The Death of Kings
“For God’s sake, let us sit upon the ground, and tell sad stories of the death of kings.” (Shakespeare, Richard II)
Murder of Actress Called into Question—Missing Pendant Found—Was the Wrong Man Hanged?
1949. When an anonymous letter and an article planted in a newspaper throw into question the incidents surrounding Portia Blake’s murder—which took place on the Foxley Estate eleven years ago—John Madden feels called upon to investigate whether there is any truth to the allegation that the real assassin went free. As the retired detective tracks down the visitors who were present at the manor house on the weekend of the killing, he begins to suspect that the police did indeed target the wrong man. Far from a sexual attack gone wrong, Miss Blake’s violent death appears more and more as one small piece in a puzzle whose solution leads to an international crime cartel. Will Madden repeat the errors of the past and line up the ‘obvious’ suspects?
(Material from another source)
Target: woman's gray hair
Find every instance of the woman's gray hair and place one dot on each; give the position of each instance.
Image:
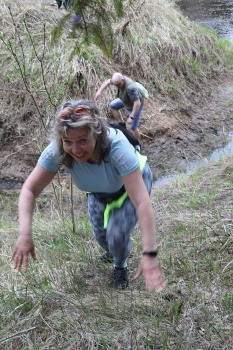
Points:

As the title of Rennie Airth’s fifth installment in the John Madden Mysteries indicates, The Death of Kings has tragic, even Shakespearean connotations, as the distinction between hunter and hunted, malice and innocence, greatness and baseness is not easily defined. Across the divide of time and war, John Madden discovers that the truth is difficult to establish and not altogether welcome to the seeker when revealed. Could this be a mystery for our ‘post-factual’ world?